初期は自覚症状がありませんが、しだいに体内に老廃物がたまって、倦怠感や集中力の低下、吐き気、頭痛などが起こってきます。

ネフロンの数が30%以下になると酸性血症(アシドーシス)や高リン血症、貧血などが現れます。

末期状態になると、尿毒症に至ることがあります。

原因

慢性腎炎や糖尿病腎症などがあってネフロンの数が減少し、腎機能が低下するものです。慢性腎炎のなかでも巣状糸球体腎炎では5年後に慢性腎不全になる確率は5割近くに及び、糖尿病腎症では10年で慢性腎不全を起こします。

治療法

進行を遅らせるための保存療法が主体です。たんぱく質と塩分を制限する食事療法を行い、カリウムがたまりやすいときはカリウムの制限をします。

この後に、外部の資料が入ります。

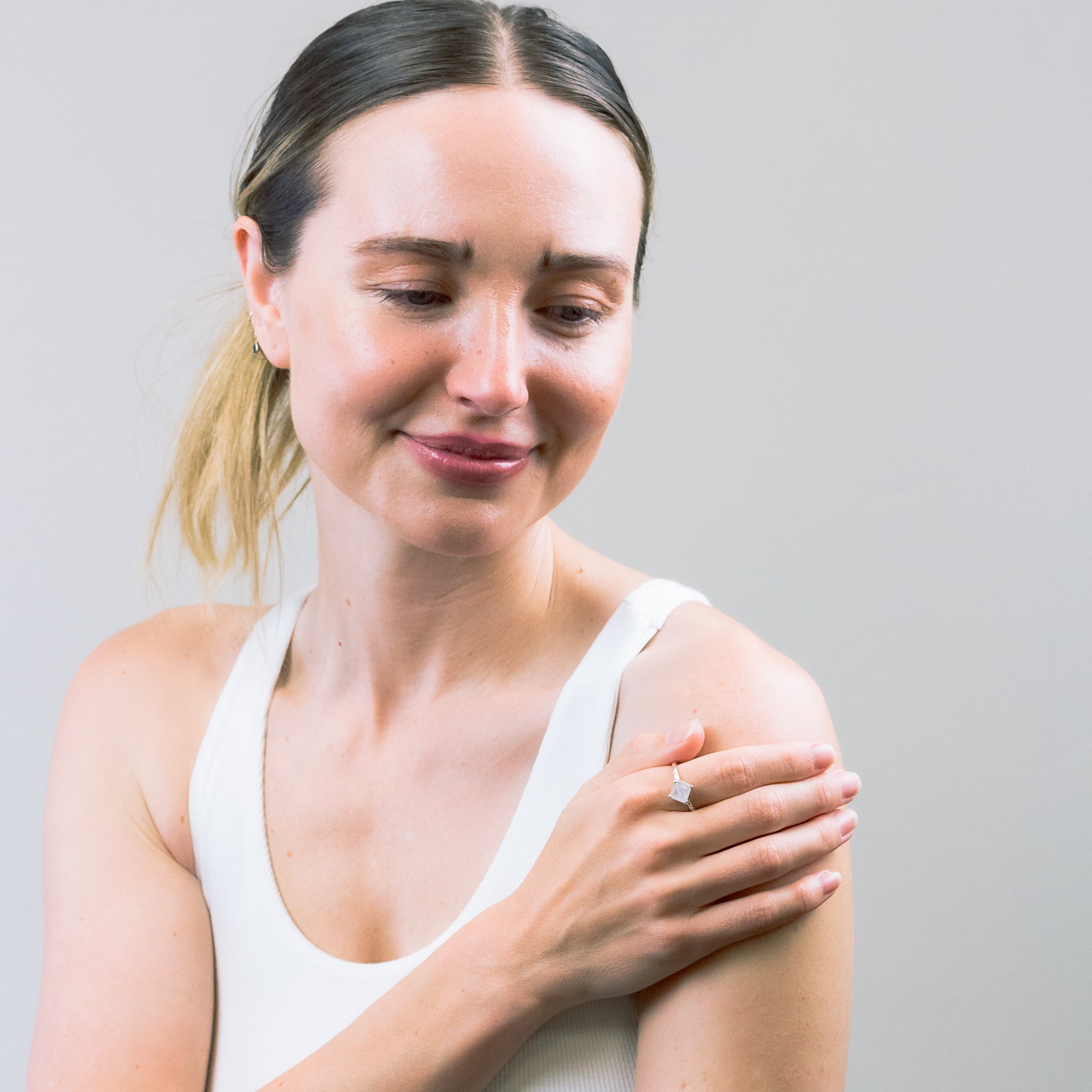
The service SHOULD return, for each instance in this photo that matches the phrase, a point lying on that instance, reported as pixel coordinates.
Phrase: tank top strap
(235, 736)
(656, 599)
(577, 744)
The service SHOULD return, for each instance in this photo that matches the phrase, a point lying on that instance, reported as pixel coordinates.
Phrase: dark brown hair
(237, 451)
(410, 47)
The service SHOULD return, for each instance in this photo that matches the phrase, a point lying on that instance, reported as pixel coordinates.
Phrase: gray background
(857, 419)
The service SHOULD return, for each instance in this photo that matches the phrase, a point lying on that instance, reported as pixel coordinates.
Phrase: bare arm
(127, 999)
(770, 1014)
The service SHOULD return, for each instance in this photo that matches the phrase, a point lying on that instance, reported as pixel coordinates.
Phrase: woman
(371, 839)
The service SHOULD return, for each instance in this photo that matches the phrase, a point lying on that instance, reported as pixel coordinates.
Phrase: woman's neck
(394, 625)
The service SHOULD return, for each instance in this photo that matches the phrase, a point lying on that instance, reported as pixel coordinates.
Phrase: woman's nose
(489, 375)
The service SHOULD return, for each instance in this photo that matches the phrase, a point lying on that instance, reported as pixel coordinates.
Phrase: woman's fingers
(767, 809)
(751, 916)
(653, 749)
(742, 868)
(720, 775)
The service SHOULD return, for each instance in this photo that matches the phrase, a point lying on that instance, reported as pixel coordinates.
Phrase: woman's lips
(468, 460)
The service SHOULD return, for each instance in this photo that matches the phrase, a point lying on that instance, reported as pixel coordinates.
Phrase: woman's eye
(572, 315)
(415, 299)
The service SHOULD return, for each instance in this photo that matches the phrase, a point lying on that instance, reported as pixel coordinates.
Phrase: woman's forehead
(469, 162)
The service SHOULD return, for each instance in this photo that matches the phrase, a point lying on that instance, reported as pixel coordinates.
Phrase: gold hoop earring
(255, 349)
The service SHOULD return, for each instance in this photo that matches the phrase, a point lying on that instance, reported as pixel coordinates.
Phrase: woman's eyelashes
(415, 300)
(567, 317)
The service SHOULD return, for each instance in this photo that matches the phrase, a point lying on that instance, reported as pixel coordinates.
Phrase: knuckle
(831, 795)
(765, 809)
(762, 914)
(737, 772)
(768, 857)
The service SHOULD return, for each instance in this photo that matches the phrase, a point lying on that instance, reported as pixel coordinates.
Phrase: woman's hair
(237, 452)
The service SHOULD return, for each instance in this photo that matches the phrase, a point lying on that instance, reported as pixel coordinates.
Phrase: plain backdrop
(857, 419)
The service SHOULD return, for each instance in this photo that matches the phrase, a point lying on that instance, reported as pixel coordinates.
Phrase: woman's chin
(475, 533)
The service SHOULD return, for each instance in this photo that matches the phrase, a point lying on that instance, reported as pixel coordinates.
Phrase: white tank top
(279, 997)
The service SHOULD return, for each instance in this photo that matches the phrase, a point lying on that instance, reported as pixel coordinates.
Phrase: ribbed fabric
(279, 996)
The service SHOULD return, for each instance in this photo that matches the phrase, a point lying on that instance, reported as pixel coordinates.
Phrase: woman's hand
(632, 887)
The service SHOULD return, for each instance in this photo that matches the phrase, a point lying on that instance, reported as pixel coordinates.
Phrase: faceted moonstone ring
(680, 789)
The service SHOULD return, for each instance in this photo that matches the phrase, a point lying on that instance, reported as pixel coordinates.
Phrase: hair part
(237, 451)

薬物療法は症状によって異なり、むくみをとるための利尿薬、電解質(カリウムやリン)のバランスをとるためのイオン交換樹脂や炭酸カルシウム、高血圧を改善するための降圧薬、尿毒症を起こす物質を吸着する経口吸着薬などが用いられます。

こうした治療を行っても腎不全が進行したり、尿毒症を起こしたりしたときは、なんらかの血液浄化療法が必要になります。